Then I realized it probably isnt fucked up at all, that probably happens extremely commonly in nature, I just never see it cus I never take the time to look at apple trees, and the big produce companies will only sell the singular, “perfect” apples.
Felt like there was some sort of lesson or message there for me.
I’ve been watching the new season of that show The Bear its a bit surreal, being a chef in chicago, watching a show about a chef in chicago. I noticed in one episode that a particular character wasn’t holding their knife correctly, the camera kept closing in on his fingers–
Chop
Chop
Chop
I almost couldn’t handle the anxiety. I hold my knife correctly and still manage to get cut at least once a week. It’s interesting then that the character has disappeared from the show for a bit, and I’m thinking about disappearing from my current kitchen.
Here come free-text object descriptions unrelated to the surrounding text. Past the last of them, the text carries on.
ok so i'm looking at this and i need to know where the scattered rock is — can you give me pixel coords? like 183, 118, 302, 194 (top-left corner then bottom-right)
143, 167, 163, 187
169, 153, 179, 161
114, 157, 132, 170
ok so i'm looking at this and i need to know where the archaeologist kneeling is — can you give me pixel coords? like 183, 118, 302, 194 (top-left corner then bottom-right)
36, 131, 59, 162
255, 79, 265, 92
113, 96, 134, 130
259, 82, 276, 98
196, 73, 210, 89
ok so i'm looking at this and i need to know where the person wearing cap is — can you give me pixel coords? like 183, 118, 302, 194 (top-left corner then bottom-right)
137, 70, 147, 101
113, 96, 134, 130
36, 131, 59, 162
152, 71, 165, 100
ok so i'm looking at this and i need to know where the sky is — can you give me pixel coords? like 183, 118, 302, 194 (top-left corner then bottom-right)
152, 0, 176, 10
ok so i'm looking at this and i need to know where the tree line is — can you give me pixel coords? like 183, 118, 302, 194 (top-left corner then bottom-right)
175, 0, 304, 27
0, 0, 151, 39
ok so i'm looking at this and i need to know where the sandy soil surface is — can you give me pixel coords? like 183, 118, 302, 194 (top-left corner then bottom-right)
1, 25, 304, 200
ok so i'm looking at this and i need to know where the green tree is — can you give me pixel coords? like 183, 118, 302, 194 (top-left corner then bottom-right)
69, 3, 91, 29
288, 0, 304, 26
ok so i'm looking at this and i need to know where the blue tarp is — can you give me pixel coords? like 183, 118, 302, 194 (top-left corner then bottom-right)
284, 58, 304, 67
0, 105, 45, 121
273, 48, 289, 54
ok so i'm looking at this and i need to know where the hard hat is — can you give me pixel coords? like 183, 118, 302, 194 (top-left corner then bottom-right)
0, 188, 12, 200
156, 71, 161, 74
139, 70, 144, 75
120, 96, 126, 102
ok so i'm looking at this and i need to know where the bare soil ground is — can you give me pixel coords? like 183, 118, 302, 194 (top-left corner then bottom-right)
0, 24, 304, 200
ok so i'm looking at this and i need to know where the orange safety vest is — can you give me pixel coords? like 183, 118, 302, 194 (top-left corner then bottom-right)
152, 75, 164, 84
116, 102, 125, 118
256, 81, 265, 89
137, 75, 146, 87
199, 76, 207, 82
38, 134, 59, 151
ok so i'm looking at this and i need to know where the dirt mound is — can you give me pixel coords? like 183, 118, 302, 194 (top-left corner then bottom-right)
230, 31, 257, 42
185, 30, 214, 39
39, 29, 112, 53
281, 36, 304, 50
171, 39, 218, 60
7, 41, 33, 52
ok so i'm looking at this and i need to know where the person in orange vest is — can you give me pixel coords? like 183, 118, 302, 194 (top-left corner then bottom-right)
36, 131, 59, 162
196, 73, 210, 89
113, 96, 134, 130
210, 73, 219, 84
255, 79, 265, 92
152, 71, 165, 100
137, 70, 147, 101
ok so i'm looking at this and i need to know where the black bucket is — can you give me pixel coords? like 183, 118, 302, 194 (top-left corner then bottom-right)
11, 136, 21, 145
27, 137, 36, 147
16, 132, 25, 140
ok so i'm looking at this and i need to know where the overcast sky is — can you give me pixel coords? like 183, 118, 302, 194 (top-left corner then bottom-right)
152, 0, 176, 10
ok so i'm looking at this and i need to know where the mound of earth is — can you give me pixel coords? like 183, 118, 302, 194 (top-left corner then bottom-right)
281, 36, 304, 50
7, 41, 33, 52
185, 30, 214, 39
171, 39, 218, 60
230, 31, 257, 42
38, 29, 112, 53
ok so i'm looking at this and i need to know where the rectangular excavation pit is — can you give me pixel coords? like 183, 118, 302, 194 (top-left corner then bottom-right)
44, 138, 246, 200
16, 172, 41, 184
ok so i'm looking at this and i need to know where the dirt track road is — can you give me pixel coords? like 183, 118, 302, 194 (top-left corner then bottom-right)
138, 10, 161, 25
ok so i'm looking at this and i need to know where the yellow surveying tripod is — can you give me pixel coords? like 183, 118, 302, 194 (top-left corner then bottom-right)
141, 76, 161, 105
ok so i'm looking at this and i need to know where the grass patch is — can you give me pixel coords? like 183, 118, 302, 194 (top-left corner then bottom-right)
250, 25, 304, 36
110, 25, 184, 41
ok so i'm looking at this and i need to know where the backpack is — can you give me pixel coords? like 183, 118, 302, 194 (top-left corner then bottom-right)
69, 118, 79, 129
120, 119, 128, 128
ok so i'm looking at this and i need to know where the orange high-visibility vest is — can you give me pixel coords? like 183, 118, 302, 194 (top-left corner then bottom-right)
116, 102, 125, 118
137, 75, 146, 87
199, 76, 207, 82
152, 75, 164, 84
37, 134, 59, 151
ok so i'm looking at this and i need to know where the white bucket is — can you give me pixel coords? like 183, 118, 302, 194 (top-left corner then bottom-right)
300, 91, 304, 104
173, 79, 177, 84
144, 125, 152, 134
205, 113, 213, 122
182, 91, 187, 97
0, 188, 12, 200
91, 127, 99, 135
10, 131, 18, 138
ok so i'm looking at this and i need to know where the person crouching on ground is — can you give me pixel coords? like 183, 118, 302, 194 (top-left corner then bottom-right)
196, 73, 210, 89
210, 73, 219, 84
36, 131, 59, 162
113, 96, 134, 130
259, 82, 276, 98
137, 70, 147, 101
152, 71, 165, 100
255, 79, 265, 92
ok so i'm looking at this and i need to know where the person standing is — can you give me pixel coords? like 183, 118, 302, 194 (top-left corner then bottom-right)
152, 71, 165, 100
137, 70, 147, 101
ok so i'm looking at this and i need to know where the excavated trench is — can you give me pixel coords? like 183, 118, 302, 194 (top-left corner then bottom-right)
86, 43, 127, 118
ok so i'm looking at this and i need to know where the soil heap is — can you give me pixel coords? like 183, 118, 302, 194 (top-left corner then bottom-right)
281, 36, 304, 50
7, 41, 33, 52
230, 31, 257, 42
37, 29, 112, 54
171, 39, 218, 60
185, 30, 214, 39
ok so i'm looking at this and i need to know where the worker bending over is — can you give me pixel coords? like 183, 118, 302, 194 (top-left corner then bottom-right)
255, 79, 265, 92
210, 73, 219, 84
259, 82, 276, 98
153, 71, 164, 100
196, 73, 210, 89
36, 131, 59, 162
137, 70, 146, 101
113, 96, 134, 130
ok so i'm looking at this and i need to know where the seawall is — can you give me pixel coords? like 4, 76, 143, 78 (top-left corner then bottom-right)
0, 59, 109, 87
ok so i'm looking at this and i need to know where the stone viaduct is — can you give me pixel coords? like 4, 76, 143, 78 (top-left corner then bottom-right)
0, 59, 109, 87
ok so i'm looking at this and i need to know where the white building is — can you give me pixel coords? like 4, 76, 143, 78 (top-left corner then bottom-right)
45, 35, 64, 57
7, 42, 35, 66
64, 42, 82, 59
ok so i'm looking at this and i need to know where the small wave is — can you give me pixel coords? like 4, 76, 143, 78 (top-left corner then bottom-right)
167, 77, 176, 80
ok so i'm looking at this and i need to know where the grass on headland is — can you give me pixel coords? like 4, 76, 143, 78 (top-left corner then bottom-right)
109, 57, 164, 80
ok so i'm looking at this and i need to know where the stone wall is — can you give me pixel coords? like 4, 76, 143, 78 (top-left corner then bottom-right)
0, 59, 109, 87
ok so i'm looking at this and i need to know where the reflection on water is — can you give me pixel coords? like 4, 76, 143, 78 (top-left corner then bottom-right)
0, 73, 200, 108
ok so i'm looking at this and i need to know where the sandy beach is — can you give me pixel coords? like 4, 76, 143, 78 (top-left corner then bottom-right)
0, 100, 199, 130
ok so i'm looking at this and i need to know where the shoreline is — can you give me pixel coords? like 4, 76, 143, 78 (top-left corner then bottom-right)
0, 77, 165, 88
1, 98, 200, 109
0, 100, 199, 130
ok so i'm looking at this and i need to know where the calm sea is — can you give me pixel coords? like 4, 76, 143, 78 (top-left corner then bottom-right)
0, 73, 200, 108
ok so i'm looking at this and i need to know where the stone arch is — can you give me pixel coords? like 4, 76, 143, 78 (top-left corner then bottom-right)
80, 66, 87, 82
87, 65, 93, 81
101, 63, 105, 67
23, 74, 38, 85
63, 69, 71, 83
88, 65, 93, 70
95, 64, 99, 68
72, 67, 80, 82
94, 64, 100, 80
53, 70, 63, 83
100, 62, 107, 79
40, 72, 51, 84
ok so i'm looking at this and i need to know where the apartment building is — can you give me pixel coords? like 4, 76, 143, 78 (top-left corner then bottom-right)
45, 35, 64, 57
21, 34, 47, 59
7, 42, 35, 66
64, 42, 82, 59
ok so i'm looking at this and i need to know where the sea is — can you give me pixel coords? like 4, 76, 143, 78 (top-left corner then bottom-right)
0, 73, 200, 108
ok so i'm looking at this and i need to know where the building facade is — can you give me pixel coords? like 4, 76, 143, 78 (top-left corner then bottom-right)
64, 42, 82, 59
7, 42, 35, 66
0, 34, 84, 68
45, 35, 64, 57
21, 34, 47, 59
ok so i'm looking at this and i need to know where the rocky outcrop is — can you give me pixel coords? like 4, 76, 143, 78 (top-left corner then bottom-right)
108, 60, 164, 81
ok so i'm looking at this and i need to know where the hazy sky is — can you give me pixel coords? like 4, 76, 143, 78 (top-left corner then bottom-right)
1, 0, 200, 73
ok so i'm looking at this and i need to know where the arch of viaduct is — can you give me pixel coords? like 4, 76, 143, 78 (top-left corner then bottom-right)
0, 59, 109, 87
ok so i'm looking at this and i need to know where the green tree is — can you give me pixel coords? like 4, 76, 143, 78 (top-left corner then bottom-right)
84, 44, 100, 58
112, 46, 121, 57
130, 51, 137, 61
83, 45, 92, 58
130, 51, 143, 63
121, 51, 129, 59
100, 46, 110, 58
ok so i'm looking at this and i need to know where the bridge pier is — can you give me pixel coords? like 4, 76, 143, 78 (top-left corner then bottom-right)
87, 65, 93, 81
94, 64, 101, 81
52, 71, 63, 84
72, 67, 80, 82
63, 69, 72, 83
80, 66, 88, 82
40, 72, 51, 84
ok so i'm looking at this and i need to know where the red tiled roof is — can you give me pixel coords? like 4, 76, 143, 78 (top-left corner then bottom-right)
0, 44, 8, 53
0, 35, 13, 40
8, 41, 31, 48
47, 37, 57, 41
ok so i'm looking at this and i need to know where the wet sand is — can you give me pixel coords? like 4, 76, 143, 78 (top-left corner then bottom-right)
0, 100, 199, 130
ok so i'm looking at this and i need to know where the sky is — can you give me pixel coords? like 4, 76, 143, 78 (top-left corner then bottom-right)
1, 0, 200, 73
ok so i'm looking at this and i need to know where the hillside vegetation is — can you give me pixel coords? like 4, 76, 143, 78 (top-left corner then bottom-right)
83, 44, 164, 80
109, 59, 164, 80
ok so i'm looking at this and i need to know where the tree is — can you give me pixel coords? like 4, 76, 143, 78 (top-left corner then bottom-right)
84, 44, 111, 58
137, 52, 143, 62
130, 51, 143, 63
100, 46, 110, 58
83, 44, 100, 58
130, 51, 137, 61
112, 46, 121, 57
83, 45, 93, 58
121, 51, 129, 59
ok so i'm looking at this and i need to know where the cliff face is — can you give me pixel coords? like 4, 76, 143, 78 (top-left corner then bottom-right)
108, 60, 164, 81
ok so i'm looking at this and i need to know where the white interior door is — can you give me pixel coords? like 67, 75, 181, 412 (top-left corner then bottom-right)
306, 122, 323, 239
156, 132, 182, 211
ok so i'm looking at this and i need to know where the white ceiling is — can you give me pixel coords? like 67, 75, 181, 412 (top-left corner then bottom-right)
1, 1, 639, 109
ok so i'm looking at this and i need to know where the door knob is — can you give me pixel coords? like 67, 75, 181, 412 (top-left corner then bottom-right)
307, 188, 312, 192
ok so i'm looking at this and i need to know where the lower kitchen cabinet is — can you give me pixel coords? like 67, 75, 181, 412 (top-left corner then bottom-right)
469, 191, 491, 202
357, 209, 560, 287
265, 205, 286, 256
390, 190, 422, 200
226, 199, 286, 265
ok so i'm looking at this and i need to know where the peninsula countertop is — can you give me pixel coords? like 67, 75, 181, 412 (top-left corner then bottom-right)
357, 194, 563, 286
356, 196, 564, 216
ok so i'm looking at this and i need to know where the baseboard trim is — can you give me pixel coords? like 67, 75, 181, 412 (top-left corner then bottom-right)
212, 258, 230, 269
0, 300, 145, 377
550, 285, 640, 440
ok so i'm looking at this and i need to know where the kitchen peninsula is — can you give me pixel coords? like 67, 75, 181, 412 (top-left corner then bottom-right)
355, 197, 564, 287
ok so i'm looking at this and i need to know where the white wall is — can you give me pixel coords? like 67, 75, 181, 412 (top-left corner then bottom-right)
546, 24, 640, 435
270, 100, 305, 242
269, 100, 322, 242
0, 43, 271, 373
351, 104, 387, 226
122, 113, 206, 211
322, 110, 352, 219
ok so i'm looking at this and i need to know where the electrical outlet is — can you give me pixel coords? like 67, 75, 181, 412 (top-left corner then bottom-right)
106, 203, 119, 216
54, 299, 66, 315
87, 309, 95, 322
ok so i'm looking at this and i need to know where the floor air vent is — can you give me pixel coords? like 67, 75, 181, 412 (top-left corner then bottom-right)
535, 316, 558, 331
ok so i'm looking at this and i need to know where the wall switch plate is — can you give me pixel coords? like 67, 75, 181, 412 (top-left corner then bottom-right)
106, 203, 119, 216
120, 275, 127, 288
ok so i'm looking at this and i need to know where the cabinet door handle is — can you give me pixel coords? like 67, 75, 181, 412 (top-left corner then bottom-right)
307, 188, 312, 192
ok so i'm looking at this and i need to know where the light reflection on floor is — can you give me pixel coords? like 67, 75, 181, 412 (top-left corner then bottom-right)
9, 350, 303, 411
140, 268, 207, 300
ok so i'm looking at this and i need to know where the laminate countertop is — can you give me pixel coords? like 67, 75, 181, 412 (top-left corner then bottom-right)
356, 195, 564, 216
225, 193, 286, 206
I deleted the dating apps, again? Yeah again. I need to simplify my life, and cut down on the amount of things I need to think about, to worry about. Maybe I need to pour all my energy into a few spots, as opposed to many many avenues. There’s so much that I want to do, but maybe I can’t be good at all of them at once. Maybe I gotta build a foundation, off of what comes easiest and most enjoyable first. That seems like a good idea to me.
My chest feels tight, in the same way it did that one time two months ago.